In order to avoid putting people on expensive medications which may not work, researchers are looking for clues to predict who will or will not benefit. Studies have been conducted investigating a number of genes and proteins, as well as metabolites (products of reactions that take place within the body) present in urine, and even brain activity. This area of research is in the early stages, but some of these have shown real promise and may eventually allow doctors to tailor treatment to the individual patient.

How are drugs researched and developed?

As more becomes known about the inflammatory pathways and messengers involved in individual conditions, researchers have been able to use drugs, targeting different components of the inflammatory process.

Biological therapies are expensive compared to conventional drugs (such as methotrexate), so the costs of these can mount up quickly. In the UK, biologics are only prescribed to patients with an active moderate to severe condition where conventional therapies have previously been unsuccessful. Cost reduction, with a view to improving access to biological therapies, is therefore an important focus of ongoing research.

When a new drug is discovered, it’s usually patent protected, which gives the patent holding company exclusive marketing rights of that drug for the life of the patent. This helps them to offset the enormous costs incurred during the research and development process. Drug patents usually only cover a period of 20 years, meaning patents for original biological therapies will expire within a given time. This will allow other drug companies to manufacture ‘biosimilars’.

What are biosimilar drugs?

A biosimilar drug is defined by the World Health Organisation as one that is similar in terms of quality, safety and efficacy to an original, licensed product.

Biosimilars are permitted to have small, structural differences from the original but these mustn’t alter the ‘how well’ the drug works, how safe it is or how the drug reacts with the body’s immune system.
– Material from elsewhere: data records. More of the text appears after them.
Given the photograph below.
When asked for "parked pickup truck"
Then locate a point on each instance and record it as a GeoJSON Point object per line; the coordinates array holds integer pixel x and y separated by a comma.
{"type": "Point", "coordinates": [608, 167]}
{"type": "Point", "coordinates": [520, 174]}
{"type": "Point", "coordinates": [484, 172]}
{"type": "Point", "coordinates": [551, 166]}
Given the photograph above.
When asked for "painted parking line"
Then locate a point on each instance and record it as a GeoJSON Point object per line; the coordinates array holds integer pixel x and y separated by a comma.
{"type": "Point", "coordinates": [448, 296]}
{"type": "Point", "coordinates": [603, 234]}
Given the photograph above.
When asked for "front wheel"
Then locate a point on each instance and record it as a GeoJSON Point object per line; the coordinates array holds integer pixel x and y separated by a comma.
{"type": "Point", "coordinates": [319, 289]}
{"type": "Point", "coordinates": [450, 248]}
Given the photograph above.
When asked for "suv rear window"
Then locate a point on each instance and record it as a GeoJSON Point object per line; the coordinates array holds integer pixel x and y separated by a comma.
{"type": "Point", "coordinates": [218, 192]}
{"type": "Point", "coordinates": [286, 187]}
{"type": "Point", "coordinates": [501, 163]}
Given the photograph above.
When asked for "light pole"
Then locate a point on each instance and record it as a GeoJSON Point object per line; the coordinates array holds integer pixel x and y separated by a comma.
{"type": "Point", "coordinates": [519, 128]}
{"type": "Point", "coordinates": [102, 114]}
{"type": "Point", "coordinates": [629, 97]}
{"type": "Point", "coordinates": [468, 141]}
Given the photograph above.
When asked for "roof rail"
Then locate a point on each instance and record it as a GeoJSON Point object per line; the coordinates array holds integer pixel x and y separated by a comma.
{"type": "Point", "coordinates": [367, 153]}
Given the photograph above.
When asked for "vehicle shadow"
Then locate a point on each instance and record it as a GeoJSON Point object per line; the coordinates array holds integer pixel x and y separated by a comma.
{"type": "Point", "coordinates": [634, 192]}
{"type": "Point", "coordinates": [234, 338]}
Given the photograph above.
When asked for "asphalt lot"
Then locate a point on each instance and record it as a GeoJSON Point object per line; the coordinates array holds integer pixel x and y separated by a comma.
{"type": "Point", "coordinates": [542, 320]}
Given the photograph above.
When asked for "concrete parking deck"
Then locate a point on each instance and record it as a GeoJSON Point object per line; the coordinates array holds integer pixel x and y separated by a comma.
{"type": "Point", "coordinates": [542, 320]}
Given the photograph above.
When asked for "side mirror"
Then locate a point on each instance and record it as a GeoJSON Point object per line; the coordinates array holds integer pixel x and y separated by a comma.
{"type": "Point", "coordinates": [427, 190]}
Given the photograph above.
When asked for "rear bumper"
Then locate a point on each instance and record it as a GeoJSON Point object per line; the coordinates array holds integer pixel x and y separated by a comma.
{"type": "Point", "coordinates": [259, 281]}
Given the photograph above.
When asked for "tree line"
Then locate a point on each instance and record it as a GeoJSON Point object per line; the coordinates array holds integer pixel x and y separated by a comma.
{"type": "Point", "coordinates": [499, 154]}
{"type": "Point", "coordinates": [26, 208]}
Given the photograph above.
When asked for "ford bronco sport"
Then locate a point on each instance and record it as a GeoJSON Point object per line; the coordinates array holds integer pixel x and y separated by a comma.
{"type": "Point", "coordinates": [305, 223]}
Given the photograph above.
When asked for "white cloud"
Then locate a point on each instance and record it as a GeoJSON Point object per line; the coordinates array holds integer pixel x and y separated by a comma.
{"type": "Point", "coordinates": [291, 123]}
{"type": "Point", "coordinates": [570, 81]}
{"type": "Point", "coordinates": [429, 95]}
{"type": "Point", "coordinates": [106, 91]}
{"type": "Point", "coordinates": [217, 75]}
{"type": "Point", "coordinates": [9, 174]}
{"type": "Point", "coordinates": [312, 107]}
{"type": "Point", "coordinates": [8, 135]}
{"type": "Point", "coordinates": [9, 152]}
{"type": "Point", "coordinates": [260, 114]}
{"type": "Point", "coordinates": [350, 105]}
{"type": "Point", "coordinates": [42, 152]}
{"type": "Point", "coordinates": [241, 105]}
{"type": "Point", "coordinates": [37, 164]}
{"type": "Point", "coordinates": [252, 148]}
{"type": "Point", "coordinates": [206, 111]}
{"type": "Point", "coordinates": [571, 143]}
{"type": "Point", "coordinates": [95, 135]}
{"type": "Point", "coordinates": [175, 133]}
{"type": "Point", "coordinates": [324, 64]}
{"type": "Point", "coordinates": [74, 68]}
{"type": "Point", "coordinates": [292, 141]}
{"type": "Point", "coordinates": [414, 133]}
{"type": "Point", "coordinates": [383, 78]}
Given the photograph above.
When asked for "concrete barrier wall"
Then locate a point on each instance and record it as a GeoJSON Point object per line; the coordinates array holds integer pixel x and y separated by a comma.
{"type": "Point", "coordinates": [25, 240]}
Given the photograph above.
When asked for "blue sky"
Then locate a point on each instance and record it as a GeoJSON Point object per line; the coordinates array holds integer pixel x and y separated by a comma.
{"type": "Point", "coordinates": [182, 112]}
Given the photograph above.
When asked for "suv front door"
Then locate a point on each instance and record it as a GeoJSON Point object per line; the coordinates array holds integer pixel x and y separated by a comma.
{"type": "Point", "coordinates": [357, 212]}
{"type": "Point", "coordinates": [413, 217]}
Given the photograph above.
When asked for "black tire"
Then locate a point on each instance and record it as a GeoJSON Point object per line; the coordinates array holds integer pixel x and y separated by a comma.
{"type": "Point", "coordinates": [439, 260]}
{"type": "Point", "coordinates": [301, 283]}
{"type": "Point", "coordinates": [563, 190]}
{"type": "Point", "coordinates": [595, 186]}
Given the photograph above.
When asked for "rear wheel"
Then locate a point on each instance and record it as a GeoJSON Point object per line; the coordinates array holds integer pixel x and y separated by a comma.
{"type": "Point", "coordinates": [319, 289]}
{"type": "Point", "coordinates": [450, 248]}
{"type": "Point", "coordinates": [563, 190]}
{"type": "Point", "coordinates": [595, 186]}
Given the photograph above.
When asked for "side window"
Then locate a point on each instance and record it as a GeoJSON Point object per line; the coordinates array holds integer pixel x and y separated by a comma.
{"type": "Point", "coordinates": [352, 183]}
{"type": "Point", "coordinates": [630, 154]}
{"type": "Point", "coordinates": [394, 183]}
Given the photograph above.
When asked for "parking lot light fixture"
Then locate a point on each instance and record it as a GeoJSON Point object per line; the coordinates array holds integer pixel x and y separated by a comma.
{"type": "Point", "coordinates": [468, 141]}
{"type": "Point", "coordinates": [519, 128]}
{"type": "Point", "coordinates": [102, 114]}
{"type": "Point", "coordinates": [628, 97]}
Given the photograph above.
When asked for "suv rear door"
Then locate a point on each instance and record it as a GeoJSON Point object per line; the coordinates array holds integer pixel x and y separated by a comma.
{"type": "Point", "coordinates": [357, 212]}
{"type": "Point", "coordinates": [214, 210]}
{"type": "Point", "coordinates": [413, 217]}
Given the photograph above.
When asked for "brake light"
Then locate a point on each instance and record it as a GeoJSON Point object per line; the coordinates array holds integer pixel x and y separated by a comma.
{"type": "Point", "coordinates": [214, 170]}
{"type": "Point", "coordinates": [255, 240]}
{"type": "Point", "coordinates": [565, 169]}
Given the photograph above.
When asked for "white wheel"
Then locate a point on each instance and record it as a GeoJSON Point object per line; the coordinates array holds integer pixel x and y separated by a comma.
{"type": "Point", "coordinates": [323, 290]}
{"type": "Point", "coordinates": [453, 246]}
For conventional drugs, this is relatively simple but for proteins such as antibodies or receptors, it becomes more challenging.

Biosimilars are regulated in the same way as the original biological therapies, by the European Medicines Agency (EMA), with the added condition that drug companies must prove that the structure of their drug is similar to the original, before clinical trials for equivalence can begin. This requires laboratory testing: using specialist equipment to examine the sequence of parts which make up the antibody.

Results of these experiments for the new biosimilar are then compared to those from the original drug. By definition, biosimilars cannot perform markedly better or worse than their respective ‘bio-originals’, as any differences in biological activity or safety would constitute a novel product.

The future...

Biological therapies have come a long way in the last 20 years, and the situation looks even brighter for the future. Research is leading us towards better performing, safer, more specific drugs as well as ways to ensure patients receive the best drug for them. The reduced costs of biosimilars also have huge potential for improving access to biological therapies in years to come.